14 years after China free-trade deal saved Hong Kong from Sars slump, analysts warn city must innovate to make most of Cepa
Experts urge city to innovate as foreign investors enjoy more policy perks
A free-trade deal with mainland authorities that was intended 14 years ago to bolster Hong Kong’s then-struggling economy may have run its course for the city unless it innovates, analysts warn.
June 29, 2003 was a joyful day for Hong Kong’s business community when China’s then premier Wen Jiabao came to town with an unprecedented agreement giving local investors preferential access to the massive mainland market – before extending the free-trade deal to other countries.
The Closer Economic Partnership Arrangement (Cepa) was largely seen as a timely economic panacea offered by Beijing, as Hong Kong battled the devastating effects of severe acute respiratory syndrome, or Sars.
A month later, the launch of an individual traveller scheme threw open the city’s doors to mainland tourists, and the struggling local economy saw an immediate boost. Over the next decade, prosperity followed, and the scheme allowed more residents from key mainland cities to visit Hong Kong without needing to book tour groups.
Fast forward 14 years to today, however, and the economic benefits the city enjoyed under the free-trade pact seem to be diminishing. Many preferential terms that were once exclusive to Hong Kong investors have now become largely available to China’s major trading partners.
With the country further liberalising its market under international trade rules, a question has been raised: has Cepa accomplished its mission?
“Cepa is not as powerful as it used to be,” said Eddy Li Sau-hung, president of the Chinese Manufacturers’ Association of Hong Kong, which represents 3,000 firms. “The industries that can be opened [on the mainland] have already been opened. There is very little room to offer manufacturers further relaxing measures.”
Chinese authorities’ gambit giving Hong Kong residents, companies and products preferential access to the mainland market was meant to win hearts and minds in the former British colony.
But Li said the concessions initially granted firms in the city were now enjoyed by most foreign investors.
Last month, two supplementary agreements under the Cepa framework were signed, ahead of the 20th anniversary of Hong Kong’s return to Chinese sovereignty.
The deals aimed to give the city the highest level of investment access to China in both service and non-services sectors, and local investors would be treated as Chinese nationals in most industries.
But simultaneously, Beijing agreed to relax its restrictions on foreign investment, including reducing the number of restrictive measures from 93 to 62. The decision removed access hurdles for dozens of trade categories, and gave foreign investors “national treatment” in 11 more sectors.
Billy Mak Sui-choi, of Baptist University, said China was required to gradually remove barriers for all its trade partners as a member of the Word Trade Organisation. The effect for Hong Kong businesses, he added, would be fiercer competition from foreign firms.
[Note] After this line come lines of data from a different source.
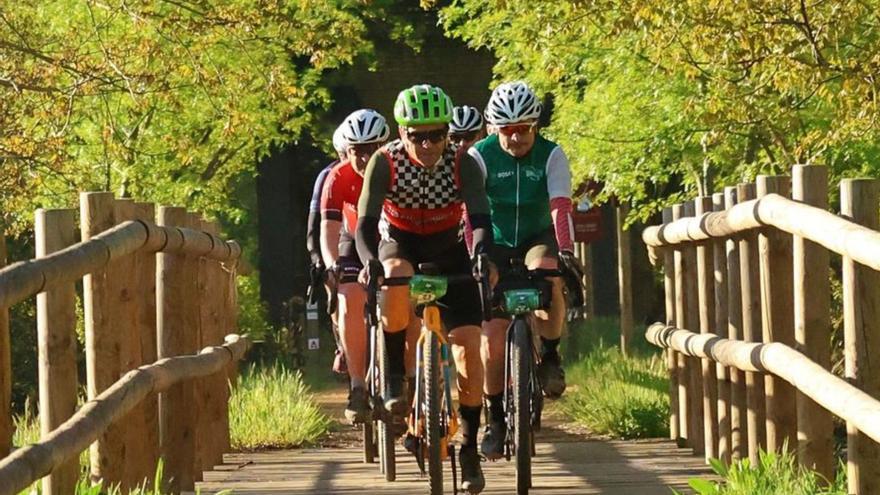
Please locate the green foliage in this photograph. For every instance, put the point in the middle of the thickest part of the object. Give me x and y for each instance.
(274, 408)
(164, 101)
(775, 474)
(616, 396)
(656, 98)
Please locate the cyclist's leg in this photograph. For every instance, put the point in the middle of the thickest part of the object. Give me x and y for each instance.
(352, 330)
(462, 313)
(549, 323)
(396, 313)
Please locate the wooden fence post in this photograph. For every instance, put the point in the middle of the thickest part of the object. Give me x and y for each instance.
(5, 369)
(739, 433)
(692, 310)
(685, 396)
(174, 277)
(124, 313)
(586, 257)
(751, 326)
(56, 337)
(859, 199)
(778, 319)
(103, 338)
(624, 277)
(812, 306)
(719, 258)
(146, 333)
(706, 293)
(215, 389)
(671, 357)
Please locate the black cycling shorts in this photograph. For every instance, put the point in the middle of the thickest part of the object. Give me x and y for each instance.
(542, 245)
(348, 263)
(461, 304)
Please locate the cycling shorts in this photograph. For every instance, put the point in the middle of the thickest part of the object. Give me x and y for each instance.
(461, 304)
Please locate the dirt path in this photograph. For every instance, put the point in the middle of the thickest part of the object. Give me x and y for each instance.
(569, 461)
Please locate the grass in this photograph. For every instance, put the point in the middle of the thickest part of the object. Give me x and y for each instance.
(273, 407)
(774, 474)
(615, 396)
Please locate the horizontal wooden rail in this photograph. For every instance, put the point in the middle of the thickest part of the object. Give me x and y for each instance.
(837, 234)
(30, 463)
(21, 280)
(811, 379)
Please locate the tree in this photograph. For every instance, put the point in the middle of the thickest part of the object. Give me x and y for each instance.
(655, 95)
(170, 101)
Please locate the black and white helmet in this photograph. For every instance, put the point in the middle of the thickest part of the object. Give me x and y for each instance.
(339, 143)
(511, 103)
(365, 126)
(465, 118)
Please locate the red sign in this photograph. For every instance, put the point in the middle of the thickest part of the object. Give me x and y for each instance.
(587, 225)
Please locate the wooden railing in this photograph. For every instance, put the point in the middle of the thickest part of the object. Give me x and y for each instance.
(153, 294)
(748, 321)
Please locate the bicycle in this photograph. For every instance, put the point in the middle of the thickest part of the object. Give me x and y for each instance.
(379, 431)
(521, 292)
(433, 422)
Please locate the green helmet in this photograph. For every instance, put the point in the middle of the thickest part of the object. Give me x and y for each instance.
(422, 104)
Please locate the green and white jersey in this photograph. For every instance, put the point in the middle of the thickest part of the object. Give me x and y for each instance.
(520, 189)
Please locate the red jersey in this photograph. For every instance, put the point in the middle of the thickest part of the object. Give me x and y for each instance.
(342, 188)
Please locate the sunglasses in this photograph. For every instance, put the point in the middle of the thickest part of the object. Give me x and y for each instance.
(463, 136)
(364, 149)
(434, 136)
(509, 130)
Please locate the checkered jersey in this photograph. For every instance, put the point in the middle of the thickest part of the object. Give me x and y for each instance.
(419, 199)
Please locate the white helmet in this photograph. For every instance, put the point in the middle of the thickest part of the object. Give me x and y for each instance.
(511, 103)
(465, 118)
(365, 126)
(339, 143)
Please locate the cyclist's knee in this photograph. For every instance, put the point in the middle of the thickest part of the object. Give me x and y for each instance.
(494, 338)
(352, 293)
(544, 262)
(396, 307)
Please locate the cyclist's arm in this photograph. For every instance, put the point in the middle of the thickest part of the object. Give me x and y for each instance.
(559, 189)
(331, 220)
(313, 229)
(376, 179)
(473, 193)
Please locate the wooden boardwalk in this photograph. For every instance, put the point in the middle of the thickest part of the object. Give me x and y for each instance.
(568, 462)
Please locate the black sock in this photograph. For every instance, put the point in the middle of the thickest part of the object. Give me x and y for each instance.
(470, 425)
(395, 343)
(496, 407)
(550, 346)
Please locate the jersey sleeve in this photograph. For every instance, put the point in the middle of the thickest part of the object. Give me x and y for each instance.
(377, 177)
(331, 199)
(559, 190)
(478, 158)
But Mak did not forecast a dim future for local investors on the mainland.
“The economic scale was very small when Hong Kong entered the mainland market, but now, the pie is much larger,” he said.
“You either have a large market with more rivals or few competitors and weak demand. Which one is better?”
With additional overseas rivals joining the game, firms from the city have been urged to raise their competitive edge by incorporating more advanced technologies.
Relying on past policy advantages would offer no solution, added Stephen Wong Yuen-shan of Chinese University.
“It is very difficult for Hong Kong firms to survive on the mainland by purely counting on preferential policies now,” he said.
While new commerce minister Edward Yau Tang-wah said the upgraded Cepa “opened a key door” for more local businesses to operate on the mainland, being treated as Chinese nationals would not always bring perks.
Caesar Wong, managing director of consulting firm RSM’s China business services, believed it would be increasingly difficult for Hong Kong businesses to bargain for preferential tax treatment.
“If mainland investors are subject to relevant laws, regulations and rules, Hong Kong investors will be subject to them too,” he said.